Le juge administratif applique le droit de la concurrence.

Le juge judiciaire, juge naturel de la concurrence ?

C’est l’ordonnance du 1er décembre 1986 qui a créé le Conseil de la concurrence, même s’il existait auparavant des organismes déjà chargés des questions de concurrence. Au passage, notons que la loi de modernisation de l’économie n° 2008-776 du 4 août 2008 a remplacé le Conseil par l’Autorité de la concurrence. L’ordonnance a été codifiée en 2000 dans le livre IV du Code de commerce.

En 1986, le législateur a choisi de modifier l’ordre normal des compétences juridictionnelles en attribuant le contentieux du Conseil de la concurrence, qui a la nature d’une autorité administrative indépendante, à la cour d’appel de Paris, et in fine à la Cour de cassation. Le Conseil constitutionnel a admis cette dérogation.

Mais cette attribution de compétence a été cantonnée. Elle n’a pas pour effet de permettre aux juridictions de l’ordre judiciaire de statuer sur la légalité d’un acte administratif, même s’il existe une infraction aux règles de concurrence (TC, 6 juin 1989, n° 02578, Préfet de la région d’Ile-de-France, Préfet de Paris c/ Cour d’appel de Paris). Le Conseil d’État jugé que les juridictions administratives pouvaient apprécier le moyen tiré de la violation de ces règles à l’occasion d’acte unilatéraux ou de contrats (CE, 3 novembre, n° 169907, Société Million et Marais ; CE, 26 mars 1999, n° 202260, Société EDA).

La réparation des pratiques anticoncurrentielles

Les personnes publiques peuvent être victimes d’ententes anticoncurrentielles. Devant quel juge doivent-elles se tourner pour obtenir réparation ? Les deux cours suprêmes, Conseil d’État et Cour de cassation jugent qu’il appartient au juge administratif de statuer sur cette demande.

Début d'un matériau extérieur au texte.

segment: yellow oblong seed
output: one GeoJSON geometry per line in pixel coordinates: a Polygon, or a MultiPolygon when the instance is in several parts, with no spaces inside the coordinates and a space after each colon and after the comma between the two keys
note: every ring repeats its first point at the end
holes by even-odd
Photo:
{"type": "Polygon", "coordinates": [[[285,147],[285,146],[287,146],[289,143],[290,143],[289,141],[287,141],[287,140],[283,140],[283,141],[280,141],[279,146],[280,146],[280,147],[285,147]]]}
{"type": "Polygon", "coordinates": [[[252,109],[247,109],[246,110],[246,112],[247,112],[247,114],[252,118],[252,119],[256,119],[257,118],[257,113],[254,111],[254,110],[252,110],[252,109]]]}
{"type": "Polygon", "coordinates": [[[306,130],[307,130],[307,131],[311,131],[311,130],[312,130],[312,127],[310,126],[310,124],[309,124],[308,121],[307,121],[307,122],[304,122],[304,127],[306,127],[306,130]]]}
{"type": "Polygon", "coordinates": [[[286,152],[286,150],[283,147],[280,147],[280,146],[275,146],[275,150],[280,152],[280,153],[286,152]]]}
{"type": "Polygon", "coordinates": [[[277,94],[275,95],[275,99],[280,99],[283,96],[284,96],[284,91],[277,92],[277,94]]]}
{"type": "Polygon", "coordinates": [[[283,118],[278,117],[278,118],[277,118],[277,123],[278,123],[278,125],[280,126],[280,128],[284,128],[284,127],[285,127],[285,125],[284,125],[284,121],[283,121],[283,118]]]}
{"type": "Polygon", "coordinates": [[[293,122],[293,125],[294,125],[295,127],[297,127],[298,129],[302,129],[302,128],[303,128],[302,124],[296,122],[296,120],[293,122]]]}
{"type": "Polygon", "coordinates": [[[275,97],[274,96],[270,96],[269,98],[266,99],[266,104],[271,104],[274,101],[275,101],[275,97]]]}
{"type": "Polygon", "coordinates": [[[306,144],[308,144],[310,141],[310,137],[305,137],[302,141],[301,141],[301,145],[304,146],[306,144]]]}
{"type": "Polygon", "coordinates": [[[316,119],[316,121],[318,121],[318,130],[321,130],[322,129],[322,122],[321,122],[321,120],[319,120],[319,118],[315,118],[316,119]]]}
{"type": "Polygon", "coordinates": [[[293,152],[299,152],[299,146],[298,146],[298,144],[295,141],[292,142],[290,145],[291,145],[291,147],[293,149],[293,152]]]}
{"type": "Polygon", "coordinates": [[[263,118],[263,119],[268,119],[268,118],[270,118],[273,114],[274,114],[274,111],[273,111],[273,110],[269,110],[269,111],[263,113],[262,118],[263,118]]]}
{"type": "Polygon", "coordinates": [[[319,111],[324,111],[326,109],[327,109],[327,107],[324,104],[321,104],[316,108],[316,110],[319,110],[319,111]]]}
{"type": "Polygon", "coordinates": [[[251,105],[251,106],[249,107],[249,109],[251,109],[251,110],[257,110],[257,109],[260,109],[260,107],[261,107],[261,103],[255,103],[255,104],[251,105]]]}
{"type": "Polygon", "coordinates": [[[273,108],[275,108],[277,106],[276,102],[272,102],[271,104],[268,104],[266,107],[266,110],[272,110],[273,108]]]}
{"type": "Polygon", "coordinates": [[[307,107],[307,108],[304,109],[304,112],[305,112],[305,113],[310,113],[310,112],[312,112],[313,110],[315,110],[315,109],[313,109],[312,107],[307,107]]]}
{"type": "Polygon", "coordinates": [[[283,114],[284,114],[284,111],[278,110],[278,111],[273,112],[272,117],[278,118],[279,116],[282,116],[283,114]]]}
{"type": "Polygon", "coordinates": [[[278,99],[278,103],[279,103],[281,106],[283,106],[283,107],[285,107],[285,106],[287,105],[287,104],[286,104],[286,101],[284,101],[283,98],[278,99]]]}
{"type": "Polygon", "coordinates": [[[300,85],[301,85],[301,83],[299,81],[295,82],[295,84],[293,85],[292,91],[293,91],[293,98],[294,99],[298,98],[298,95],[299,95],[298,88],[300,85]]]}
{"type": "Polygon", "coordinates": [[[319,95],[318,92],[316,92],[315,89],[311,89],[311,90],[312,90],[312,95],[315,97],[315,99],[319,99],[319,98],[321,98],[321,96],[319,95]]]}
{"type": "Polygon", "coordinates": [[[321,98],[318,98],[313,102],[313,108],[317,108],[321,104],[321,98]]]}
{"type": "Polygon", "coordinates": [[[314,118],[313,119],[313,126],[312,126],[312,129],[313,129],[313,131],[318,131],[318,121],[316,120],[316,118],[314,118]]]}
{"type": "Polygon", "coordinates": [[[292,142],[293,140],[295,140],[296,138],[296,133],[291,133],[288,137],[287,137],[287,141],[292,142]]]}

Selon le Conseil d’État (CE, 19 décembre 2007, n° 268918 269280 269293, Société Campenon-Bernard et autres), c’est le caractère attractif de la notion de marché public qui justifie une telle solution. Le litige étant né à « l’occasion du déroulement de la procédure de passation d’un marché public », le contentieux a une nature administrative, « que ces litiges présentent ou non un caractère contractuel ». « Ainsi, un litige ayant pour objet l’engagement de la responsabilité de sociétés en raison d’agissements dolosifs susceptibles d’avoir conduit une personne publique à contracter avec elles à des conditions de prix désavantageuses et tendant à la réparation d’un préjudice né des stipulations du contrat lui-même et résultant de la différence éventuelle entre les termes du marché de travaux publics effectivement conclu et ceux auxquels il aurait dû l’être dans des conditions normales relève de la compétence des juridictions administratives ».

La Cour de cassation vient de se ranger à cette solution (Cour de cassation, 1re chambre civile, 18 juin 2014, Société Vinci construction France c/ SNCF, n° 13-19.408), en reprenant d’ailleurs la formulation du Conseil d’État. La cour se fonde également sur le fait que le préjudice a été occasionné à l’occasion d’une procédure de marchés publics.

Le dialogue des juges est fructueux.